BRADENTON, Fla. -- Erik Bedard, the free agent left-hander signed in the offseason to lend veteran leadership to his younger partners in the Pirates rotation, can start leading on Day One.

Pittsburgh manager Clint Hurdle announced on Thursday he has chosen Bedard as the Bucs' Opening Day pitcher. He will face the Phillies and Roy Halladay on April 5 at PNC Park.

Hurdle conceded that his staff was "planning on giving the ball to A.J. [Burnett] to start the season," before a Feb. 29 bunting accident knocked Burnett, the other veteran newcomer, out of the season-starting picture.

Bedard will be followed in the rotation by Jeff Karstens and James McDonald for the other two games of the season-opening series against Philadelphia, then Kevin Correia will launch the road season on April 10 at Dodger Stadium.

Hurdle made his announcement following Thursday's exhibition at McKechnie Field. As routine for pitchers not scheduled to pitch in that day's game, Bedard had by then departed the park and was not available to comment on the third Opening Day assignment of his career.

Bedard dropped the 2007 opener while pitching for Baltimore, and in 2008 had a no-decision as Seattle's Opening Day starter. In those two starts, he allowed 13 hits -- including three home runs -- and seven earned runs in 9 2/3 innings.

"We looked at a whole bunch of factors," Hurdle said of the staff choice. "We looked at what the best matchups were for the first two weeks, heading into the month following.

"We felt this was our strongest rotation coming out.
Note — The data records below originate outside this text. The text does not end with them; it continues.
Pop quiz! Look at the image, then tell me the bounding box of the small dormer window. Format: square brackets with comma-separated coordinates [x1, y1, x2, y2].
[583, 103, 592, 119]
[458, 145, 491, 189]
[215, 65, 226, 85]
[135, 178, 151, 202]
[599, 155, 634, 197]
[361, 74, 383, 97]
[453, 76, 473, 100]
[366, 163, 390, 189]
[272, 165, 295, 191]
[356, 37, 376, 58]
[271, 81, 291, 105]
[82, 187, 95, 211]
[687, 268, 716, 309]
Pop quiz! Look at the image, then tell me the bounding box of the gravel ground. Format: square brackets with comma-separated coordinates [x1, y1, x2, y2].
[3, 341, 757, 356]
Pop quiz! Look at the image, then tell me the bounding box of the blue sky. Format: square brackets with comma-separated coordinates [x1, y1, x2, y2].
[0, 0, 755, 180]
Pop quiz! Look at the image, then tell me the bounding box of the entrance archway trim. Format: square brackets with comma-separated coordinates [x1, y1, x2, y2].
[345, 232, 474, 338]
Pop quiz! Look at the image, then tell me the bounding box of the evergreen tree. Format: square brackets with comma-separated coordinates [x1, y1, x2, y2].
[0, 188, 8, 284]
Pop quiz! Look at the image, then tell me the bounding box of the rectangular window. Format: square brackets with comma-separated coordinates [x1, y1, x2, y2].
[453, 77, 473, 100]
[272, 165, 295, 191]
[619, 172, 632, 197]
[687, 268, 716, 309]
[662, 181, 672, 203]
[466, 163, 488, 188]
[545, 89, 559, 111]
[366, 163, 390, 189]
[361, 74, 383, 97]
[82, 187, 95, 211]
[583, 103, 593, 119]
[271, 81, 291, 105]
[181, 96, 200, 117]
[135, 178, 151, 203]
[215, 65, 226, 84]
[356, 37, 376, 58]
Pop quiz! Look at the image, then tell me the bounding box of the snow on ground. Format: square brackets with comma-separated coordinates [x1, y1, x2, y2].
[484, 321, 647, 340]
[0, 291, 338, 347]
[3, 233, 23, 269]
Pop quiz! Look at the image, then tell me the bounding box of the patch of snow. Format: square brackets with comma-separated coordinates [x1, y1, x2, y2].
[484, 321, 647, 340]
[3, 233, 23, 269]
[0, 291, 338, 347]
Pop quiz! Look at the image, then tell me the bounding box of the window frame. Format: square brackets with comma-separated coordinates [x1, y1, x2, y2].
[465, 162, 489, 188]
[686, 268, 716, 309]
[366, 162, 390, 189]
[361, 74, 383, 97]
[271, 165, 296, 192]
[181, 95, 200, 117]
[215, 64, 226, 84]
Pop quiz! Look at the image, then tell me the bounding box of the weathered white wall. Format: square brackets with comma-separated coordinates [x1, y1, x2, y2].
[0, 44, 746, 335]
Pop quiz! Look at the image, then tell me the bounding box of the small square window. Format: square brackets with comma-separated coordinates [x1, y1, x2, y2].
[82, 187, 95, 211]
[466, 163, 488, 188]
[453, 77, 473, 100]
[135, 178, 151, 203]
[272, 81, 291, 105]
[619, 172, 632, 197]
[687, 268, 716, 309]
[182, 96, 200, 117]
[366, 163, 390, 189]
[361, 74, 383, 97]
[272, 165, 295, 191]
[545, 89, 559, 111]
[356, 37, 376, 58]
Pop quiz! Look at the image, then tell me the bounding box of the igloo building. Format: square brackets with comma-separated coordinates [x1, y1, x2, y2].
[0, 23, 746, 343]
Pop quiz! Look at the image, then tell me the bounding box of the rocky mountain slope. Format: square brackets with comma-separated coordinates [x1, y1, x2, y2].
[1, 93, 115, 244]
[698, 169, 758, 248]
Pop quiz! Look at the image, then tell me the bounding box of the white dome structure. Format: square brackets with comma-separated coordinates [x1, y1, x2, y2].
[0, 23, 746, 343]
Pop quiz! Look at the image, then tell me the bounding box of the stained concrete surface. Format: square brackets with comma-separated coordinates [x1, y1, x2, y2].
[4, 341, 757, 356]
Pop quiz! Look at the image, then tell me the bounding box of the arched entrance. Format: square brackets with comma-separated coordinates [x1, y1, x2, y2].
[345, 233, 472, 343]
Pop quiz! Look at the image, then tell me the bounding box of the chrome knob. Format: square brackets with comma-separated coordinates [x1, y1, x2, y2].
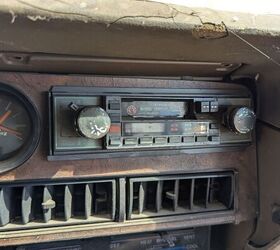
[76, 106, 111, 139]
[227, 107, 256, 134]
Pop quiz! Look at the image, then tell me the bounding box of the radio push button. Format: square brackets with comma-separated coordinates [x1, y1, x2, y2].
[124, 138, 138, 146]
[109, 136, 122, 146]
[196, 101, 219, 113]
[200, 102, 210, 113]
[109, 124, 121, 134]
[183, 136, 195, 143]
[210, 101, 219, 112]
[140, 137, 153, 145]
[154, 137, 167, 145]
[109, 113, 121, 123]
[108, 100, 120, 110]
[169, 136, 181, 144]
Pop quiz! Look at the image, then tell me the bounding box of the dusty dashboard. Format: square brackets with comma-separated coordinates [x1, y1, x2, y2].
[0, 73, 258, 247]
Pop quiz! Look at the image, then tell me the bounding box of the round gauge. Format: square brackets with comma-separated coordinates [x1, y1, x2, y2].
[0, 83, 40, 173]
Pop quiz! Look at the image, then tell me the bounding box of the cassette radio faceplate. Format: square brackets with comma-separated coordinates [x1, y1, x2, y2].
[48, 84, 255, 160]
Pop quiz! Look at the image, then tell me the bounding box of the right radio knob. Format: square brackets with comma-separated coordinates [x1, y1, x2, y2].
[226, 107, 256, 134]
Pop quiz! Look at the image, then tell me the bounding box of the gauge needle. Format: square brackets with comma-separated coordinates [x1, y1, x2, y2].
[0, 125, 23, 140]
[0, 110, 12, 124]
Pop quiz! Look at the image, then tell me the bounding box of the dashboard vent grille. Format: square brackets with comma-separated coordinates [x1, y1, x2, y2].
[0, 172, 235, 232]
[0, 179, 116, 231]
[127, 173, 234, 219]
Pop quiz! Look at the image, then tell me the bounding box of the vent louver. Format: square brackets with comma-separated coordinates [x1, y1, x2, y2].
[0, 172, 236, 232]
[127, 173, 234, 219]
[0, 179, 116, 231]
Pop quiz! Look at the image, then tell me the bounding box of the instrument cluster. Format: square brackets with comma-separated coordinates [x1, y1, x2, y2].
[0, 83, 40, 173]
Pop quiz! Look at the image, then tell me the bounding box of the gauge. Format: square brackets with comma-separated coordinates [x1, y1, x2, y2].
[0, 83, 40, 173]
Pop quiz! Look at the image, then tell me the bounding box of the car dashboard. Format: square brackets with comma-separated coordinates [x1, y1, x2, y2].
[0, 1, 280, 249]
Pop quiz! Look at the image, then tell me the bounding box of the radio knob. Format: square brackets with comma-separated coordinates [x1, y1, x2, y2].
[76, 106, 111, 139]
[227, 107, 256, 134]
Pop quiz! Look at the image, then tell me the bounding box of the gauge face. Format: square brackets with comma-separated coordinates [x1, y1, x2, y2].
[0, 83, 40, 173]
[0, 93, 32, 161]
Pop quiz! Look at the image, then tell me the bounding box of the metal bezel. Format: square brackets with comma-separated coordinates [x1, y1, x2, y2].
[0, 83, 41, 173]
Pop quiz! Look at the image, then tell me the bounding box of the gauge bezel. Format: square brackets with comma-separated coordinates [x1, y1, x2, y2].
[0, 83, 41, 174]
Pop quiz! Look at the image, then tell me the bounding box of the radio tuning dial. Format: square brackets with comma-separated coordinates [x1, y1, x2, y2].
[227, 107, 256, 134]
[76, 106, 111, 139]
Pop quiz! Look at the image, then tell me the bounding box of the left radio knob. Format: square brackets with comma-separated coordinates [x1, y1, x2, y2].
[76, 106, 111, 139]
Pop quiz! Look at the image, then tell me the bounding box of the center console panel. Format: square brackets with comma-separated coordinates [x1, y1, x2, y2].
[0, 73, 257, 247]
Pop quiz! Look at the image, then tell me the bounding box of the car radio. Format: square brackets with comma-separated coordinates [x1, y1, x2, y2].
[48, 84, 255, 160]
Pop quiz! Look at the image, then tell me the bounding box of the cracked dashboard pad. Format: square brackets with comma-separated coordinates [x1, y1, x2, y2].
[48, 83, 255, 161]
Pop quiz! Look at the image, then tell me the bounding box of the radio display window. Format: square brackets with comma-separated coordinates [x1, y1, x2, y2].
[123, 122, 165, 135]
[122, 100, 187, 119]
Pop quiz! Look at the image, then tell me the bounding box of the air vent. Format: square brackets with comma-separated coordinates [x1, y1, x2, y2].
[127, 172, 234, 219]
[0, 172, 236, 233]
[0, 179, 116, 231]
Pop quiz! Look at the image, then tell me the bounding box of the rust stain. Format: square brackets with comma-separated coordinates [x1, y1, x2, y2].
[192, 22, 228, 39]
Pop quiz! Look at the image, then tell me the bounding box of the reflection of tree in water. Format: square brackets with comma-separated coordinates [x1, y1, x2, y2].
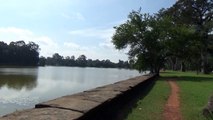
[0, 75, 37, 91]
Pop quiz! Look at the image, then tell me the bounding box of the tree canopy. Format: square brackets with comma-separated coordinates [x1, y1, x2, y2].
[164, 0, 213, 73]
[112, 0, 213, 74]
[112, 12, 168, 73]
[0, 41, 40, 66]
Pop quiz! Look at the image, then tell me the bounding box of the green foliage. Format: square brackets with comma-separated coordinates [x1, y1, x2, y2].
[38, 56, 46, 66]
[163, 0, 213, 73]
[76, 55, 87, 67]
[0, 41, 40, 66]
[112, 0, 213, 74]
[112, 11, 170, 73]
[42, 53, 131, 69]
Bedard has done this before, it'll put Jeff in a good position to counter-balance the looks the Phillies will get, then with McDonald we get three different looks right out of the chute. And then Correia can try building on the momentum (10-3 record) he established on the road last season."

Karstens walks a fine line in Thursday's outing

BRADENTON, Fla. -- Jeff Karstens frowned when asked if he'd gotten a good workout in Thursday's outing against the Rays. Getting through 89 pitches was pleasing. But the Pittsburgh right-hander was gloomy over the pitches that missed, 16 in particular.

"Giving up hits is one thing. But free passes -- while my defense is just standing around out there -- can't happen," Karstens said. "That's 16 extra pitches. That can be another whole inning."

Karstens was merely caught up in the Pirates' most gaffe-filled game of the spring in the 8-6 loss to Tampa Bay. Pittsburgh pitchers issued four walks that turned into runs -- only two of them by Karstens -- committed three physical errors in the field, three mental errors on the bases, and squandered five different leads.

"The two-out walks were very uncharacteristic of Jeff, but our pitching was overall not sharp," said manager Clint Hurdle. "We were not able to finish innings. We had something like 14, 15 three-ball counts. Not very efficient."

Karstens is scheduled to pitch the Pirates' second regular-season game, an April 7 assignment against the Phillies. That allows him two more preseason outings to work out kinks.

"I'm not going to beat myself up over this. I know it's just one of those things," he said. "There will be times you go out there without your best stuff. I just have to focus; otherwise, this is what can happen with my release point and other stuff."

Worth noting

• Non-roster catcher Jose Morales, nursing a strained left oblique all spring, is losing hope of being able to get into action in the 10 days the club has remaining in Florida. The switch-hitter did take pre-game batting practice for the first time on Thursday, but still hasn't taken any swings from the left side.

• Jason Grilli's rocky outing (four roped hits, three runs and one loss in one inning) caught up to his unblemished spring. The right-hander had allowed only one hit through his first five appearances and six shutout innings.

• How you get to be known as The Hit Collector: Matt Hague, pinch-hitting in the eighth-inning, hit a routine popup above shortstop -- which didn't become so routine with sea gulls circling above Elliot Johnson, who never laid leather on the ball. It dropped for a single that raised Hague's average to .448 (13-for-29).

• Pedro Alvarez started at third and went 0-for-3 with two strikeouts, leaving him hitless, with eight strikeouts, in his last 13 at-bats.